Maria Giudice – Oggi confinata
al ruolo di madre – peraltro assente – di Goliarda Sapienza nelle biografie
della scrittrice, fu militante socialista di primo piano, e poi comunista, molto
attiva nei primi decenni del Novecento. Goliarda infante era affidata alle cure
del fratellastro Ivanhoe, uno slavista, che “la allattava personalmente col latte
in polvere che facevano venire dalla Svizzera non avendone più Maria Giudice”,
dopo innumerevoli parti e una vita avventurosa.

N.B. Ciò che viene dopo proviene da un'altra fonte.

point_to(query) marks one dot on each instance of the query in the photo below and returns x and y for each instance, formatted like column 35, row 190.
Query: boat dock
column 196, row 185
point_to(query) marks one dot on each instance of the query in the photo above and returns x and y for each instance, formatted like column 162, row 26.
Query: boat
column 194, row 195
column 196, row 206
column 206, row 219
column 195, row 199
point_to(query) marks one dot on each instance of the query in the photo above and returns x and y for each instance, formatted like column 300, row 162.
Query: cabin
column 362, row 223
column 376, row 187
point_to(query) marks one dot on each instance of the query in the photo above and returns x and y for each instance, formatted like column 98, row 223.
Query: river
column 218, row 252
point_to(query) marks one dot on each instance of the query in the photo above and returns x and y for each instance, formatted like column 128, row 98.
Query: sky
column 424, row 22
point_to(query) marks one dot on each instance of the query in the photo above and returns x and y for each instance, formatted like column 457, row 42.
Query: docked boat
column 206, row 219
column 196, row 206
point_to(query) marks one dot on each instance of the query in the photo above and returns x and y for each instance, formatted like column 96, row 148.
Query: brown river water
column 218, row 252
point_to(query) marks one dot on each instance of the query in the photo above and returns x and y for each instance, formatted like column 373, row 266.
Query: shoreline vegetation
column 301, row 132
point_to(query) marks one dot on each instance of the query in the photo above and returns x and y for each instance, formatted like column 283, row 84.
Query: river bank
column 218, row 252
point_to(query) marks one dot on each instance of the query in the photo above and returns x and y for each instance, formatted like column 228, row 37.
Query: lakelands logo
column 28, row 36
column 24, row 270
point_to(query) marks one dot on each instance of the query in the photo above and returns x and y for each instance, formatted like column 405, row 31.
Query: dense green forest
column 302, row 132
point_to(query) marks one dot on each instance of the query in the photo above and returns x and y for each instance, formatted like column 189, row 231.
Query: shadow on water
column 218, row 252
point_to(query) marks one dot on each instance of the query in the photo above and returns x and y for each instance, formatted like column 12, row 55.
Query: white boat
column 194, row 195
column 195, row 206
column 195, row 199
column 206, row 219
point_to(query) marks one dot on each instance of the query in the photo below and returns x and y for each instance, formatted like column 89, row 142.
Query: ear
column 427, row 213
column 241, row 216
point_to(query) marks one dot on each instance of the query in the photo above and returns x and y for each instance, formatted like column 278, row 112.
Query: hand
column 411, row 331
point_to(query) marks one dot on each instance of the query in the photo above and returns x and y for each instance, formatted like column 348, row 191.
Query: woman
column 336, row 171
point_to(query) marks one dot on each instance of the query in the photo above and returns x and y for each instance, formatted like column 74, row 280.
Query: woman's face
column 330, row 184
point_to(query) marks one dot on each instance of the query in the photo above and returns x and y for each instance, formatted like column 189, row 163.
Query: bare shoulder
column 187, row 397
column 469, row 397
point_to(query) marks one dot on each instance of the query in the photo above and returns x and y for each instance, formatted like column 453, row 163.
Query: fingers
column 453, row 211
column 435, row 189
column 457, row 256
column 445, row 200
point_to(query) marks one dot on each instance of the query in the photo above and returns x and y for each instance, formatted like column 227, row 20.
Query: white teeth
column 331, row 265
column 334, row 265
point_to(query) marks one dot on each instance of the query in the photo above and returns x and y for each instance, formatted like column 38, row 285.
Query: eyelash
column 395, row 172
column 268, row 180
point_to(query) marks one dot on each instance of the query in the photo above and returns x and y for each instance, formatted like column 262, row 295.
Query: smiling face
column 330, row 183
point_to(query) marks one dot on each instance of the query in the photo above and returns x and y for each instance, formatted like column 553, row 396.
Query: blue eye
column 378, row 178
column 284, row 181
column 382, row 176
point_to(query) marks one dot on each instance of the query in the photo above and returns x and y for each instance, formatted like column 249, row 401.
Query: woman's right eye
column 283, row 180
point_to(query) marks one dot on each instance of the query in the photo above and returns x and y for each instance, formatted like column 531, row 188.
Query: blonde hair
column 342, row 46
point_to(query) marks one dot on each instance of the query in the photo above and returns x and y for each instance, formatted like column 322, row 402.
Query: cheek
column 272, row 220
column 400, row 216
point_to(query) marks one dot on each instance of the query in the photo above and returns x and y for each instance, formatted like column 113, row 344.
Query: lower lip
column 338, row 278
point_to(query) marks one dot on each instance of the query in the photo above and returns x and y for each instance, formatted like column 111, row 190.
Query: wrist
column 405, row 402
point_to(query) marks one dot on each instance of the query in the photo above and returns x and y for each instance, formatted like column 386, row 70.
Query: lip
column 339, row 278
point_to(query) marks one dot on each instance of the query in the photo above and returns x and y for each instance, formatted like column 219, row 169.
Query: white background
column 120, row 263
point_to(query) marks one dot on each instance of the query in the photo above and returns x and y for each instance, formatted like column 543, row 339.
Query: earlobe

Giornalista, sindacalista e
attivista politica, contro la guerra e contro il matrimonio, benché abbia
vissuto con un solo uomo, un secondo dopo il primo, e abbia fatto molti figli.
Il padre di Goliarda,
catanese, attivo a Catania, era un avvocato penalista, già vedovo con tre figli
quando si unì a Maria Giudice, più altri figli naturali (legittimati). Un uomo
di molto interessi, compreso il teatro greco, e attento ai figli – ai quali imponeva
l’apprendimento dei mestieri manuali, dalla lavorazione del legno alle acciughe
sott’olio. Senza essere eccentrico: era molto quotato come avvocato difensore.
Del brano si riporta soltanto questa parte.